Mix-GRPO

Last updated: 05/12/2026.

Mix-GRPO (paper, code) extends Flow-GRPO with a Mixed ODE-SDE rollout and a sliding-window training schedule that together greatly cut the cost of online RL fine-tuning of flow-matching diffusion models.

  • The rollout uses deterministic ODE sampling outside a contiguous window of denoising steps and stochastic SDE sampling inside the window – only the in-window steps yield meaningful log-probabilities and contribute to the policy gradient.

  • A trainer-side scheduler slides the window across training iterations, so over the course of training every part of the trajectory is exercised while each individual rollout still pays SDE cost on a small fraction of the trajectory.

In practice this lets you keep a short inference horizon (e.g. 10 steps) for fast iteration while MixGRPO’s ODE/SDE split reduces gradient variance, or scale to a longer horizon (e.g. 50 steps) and still train at the cost of a small SDE window per rollout.

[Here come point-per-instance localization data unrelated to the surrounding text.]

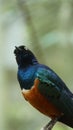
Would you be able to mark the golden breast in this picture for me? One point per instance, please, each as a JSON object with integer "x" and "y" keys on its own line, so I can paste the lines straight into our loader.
{"x": 37, "y": 100}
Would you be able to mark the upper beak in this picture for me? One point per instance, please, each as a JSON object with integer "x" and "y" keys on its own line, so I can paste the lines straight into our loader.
{"x": 17, "y": 49}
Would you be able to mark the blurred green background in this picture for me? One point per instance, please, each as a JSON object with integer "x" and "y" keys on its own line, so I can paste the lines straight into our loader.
{"x": 46, "y": 27}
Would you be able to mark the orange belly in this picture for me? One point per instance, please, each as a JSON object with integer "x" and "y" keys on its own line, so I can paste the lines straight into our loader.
{"x": 37, "y": 100}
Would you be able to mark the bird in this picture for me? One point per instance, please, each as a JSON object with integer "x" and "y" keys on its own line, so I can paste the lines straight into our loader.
{"x": 43, "y": 88}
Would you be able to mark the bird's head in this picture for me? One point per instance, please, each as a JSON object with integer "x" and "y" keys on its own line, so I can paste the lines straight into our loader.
{"x": 24, "y": 56}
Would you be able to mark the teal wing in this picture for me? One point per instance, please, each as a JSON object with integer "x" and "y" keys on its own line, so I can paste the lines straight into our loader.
{"x": 54, "y": 89}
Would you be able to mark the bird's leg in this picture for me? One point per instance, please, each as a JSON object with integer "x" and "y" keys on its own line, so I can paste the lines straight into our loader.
{"x": 50, "y": 125}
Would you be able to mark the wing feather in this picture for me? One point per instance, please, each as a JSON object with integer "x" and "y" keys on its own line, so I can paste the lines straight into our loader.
{"x": 53, "y": 88}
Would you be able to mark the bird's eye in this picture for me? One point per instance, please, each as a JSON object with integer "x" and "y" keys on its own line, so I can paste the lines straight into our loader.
{"x": 25, "y": 48}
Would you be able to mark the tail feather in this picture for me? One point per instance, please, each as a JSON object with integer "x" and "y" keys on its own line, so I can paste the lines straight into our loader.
{"x": 67, "y": 120}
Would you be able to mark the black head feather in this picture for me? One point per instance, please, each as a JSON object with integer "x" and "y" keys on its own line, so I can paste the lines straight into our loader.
{"x": 24, "y": 56}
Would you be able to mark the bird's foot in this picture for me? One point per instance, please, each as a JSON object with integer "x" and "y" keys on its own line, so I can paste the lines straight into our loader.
{"x": 50, "y": 125}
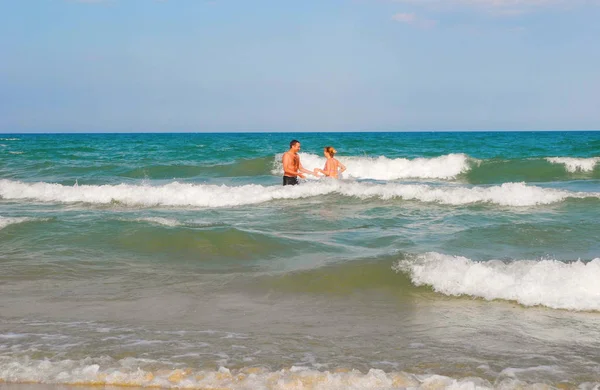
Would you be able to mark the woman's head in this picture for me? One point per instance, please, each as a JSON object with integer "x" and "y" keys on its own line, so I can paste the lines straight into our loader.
{"x": 329, "y": 150}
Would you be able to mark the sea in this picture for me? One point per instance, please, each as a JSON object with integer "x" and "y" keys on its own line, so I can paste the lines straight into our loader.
{"x": 463, "y": 260}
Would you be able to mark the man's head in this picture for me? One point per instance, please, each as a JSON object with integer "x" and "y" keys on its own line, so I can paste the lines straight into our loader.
{"x": 295, "y": 146}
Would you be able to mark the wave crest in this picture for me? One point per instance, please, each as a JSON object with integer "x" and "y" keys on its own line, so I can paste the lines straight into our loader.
{"x": 205, "y": 195}
{"x": 575, "y": 164}
{"x": 132, "y": 372}
{"x": 6, "y": 221}
{"x": 382, "y": 168}
{"x": 550, "y": 283}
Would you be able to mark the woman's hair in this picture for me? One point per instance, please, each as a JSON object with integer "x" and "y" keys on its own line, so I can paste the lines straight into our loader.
{"x": 330, "y": 150}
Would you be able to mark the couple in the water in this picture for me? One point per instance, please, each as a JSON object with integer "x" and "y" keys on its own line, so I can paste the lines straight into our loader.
{"x": 293, "y": 169}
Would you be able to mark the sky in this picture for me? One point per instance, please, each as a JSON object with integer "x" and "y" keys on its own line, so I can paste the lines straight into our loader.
{"x": 305, "y": 65}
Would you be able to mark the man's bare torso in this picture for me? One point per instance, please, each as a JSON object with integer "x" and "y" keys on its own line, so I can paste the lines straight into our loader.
{"x": 295, "y": 164}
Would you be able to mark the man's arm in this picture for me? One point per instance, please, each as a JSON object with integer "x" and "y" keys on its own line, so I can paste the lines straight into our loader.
{"x": 303, "y": 170}
{"x": 288, "y": 166}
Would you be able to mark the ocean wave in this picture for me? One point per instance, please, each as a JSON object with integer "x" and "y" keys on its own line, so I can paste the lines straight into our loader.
{"x": 132, "y": 372}
{"x": 550, "y": 283}
{"x": 382, "y": 168}
{"x": 576, "y": 164}
{"x": 205, "y": 195}
{"x": 6, "y": 221}
{"x": 159, "y": 221}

How verl-omni implements MixGRPO

MixGRPO shares the SDE step formula, advantage estimator and loss with FlowGRPO, so only the (architecture, algorithm) adapter pair changes.

Layer

What it does

Code

Algo config

Two extra knobs (sample_strategy, iters_per_group) on the existing DiffusionRolloutAlgoConfig.

verl_omni/workers/config/diffusion/rollout.py

Adapter pair

Subclasses of the FlowGRPO adapters re-registered under algorithm="mix_grpo"; the rollout adapter materialises the deterministic window for progressive.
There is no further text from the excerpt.